“大明贼人速速出来受死!”
一脚踹开将军府的大门,足利义政带着数名装备精良的亲兵闯进了安置将军所在的寝室。而面对他的,是安详坐姿坐在将军床榻旁边的那位大明道士。
大明道士看面貌,大概是50岁左右的中年人,身穿一身蓝白相间的道袍,装饰风格有点类似四百年后的新选组,道士手里持着一柄细长的道鞭,一只手抚着长长的胡须,脸上的表情似笑非笑。
面对足利义政凶狠的气势,大明道士没有丝毫的胆怯,仅仅是看了一眼足利义政,并用迎接老友般的语气邀请足利义政坐下来喝杯茶。
当然,被足利义政义正言辞的拒绝了。
“我乃日本国辅大臣,怎能和你这个贼人相交为好友?还不快束手就擒!以告内卫大臣在天之灵!”拔出腰间的佩刀,足利义政直指盘腿坐在地上的大明道士。

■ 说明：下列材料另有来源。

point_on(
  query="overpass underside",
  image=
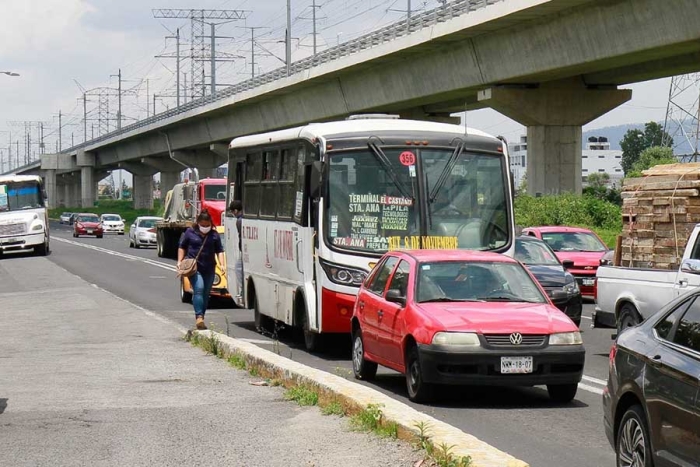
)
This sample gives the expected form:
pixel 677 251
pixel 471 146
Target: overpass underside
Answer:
pixel 552 65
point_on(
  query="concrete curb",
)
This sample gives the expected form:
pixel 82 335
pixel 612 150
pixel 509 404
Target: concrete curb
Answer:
pixel 357 396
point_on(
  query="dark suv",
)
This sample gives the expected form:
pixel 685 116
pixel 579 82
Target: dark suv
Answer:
pixel 652 400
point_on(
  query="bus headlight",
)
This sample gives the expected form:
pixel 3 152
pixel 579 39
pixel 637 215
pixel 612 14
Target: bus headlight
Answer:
pixel 344 275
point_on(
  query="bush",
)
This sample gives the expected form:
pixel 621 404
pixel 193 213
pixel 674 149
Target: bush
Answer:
pixel 571 210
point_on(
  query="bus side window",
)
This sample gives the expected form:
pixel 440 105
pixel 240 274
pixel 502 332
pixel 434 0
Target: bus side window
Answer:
pixel 252 191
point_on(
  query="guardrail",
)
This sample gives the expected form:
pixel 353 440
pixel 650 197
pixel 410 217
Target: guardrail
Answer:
pixel 381 36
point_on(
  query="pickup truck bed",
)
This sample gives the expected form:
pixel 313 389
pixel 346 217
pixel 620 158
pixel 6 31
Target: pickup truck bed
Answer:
pixel 646 290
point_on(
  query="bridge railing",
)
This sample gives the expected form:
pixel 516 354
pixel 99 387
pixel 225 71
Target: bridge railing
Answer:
pixel 418 22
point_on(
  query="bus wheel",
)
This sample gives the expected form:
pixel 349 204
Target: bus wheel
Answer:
pixel 262 322
pixel 312 340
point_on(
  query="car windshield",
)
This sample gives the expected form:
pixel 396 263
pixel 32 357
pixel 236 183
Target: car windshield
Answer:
pixel 573 241
pixel 476 281
pixel 534 252
pixel 215 192
pixel 373 200
pixel 18 196
pixel 147 223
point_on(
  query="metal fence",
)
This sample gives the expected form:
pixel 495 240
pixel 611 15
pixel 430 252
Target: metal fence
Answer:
pixel 381 36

却见大明道士摇了摇头,说道:“我只接受拥有足够资格的人的逮捕,收手吧。”说罢,转身去照料有一口气没一口气的年幼将军。
“老贼!你什么意思!你别想以为我们先前关系交好就可以为所欲为,告诉你!我可是日本国辅大臣,将军现如今无法执政,那就由我来将你逮捕!我会终结你所犯下的罪恶!”
足利义政给手下的亲兵使了一个眼色,让这些亲兵包围住着大明道士,不让其有能够逃脱的机会。
“既然你不愿束手就擒,那我也只能为了保障将军的安危,将你处斩于此!”
足利义政高高的提起了手中的佩刀,瞄准了还在照料将军的大明道士。
而就当这日本刀将要落下之时,只见那大明道士慢慢的转身,将一只巴掌大的,还沾着黏糊血丝的爬虫丢向了足利义政。
“收手吧,阿龙。”
道士轻飘飘的语句却让足利义政脸上的表情瞬间变化,或者说是看到那只爬虫的时候,足利义政的表情便不正常了。
“这是什么……妖人,你休想……”足利义政的语言开始混乱起来,他的身体竟开始缓缓向后退去,一副要离开将军寝室的样子。
“呵!”
道士快速打出一记道鞭,将准备消散逃跑的魂魄死死捆住,逼迫其现出原形。
随着魂魄的完全飘出,足利义政也慢慢的变得正常下来,身体不再抽搐,脸上也不再是之前那副“笑容渐渐消失”的表情了。
“发,发生了什么?”一脸懵逼的足利义政看着现在的情况有点不知所措,低头一看,自己的手不知道什么时候已经被捆绑起来了。
“大人抱歉了,您可是答应过我的,要让在下问出阿司匹林的下落,您要是杀了这大明道士,岂不就是君子食言了吗?在下怎能让您食言呢?还请大人先坐下歇歇吧。”小忍给足利义政脚也绑了个结实,然后轻轻一推,刚刚才站起来的足利义政直勾勾的又倒了下去,整个人砸在了铺了榻榻米的地面上。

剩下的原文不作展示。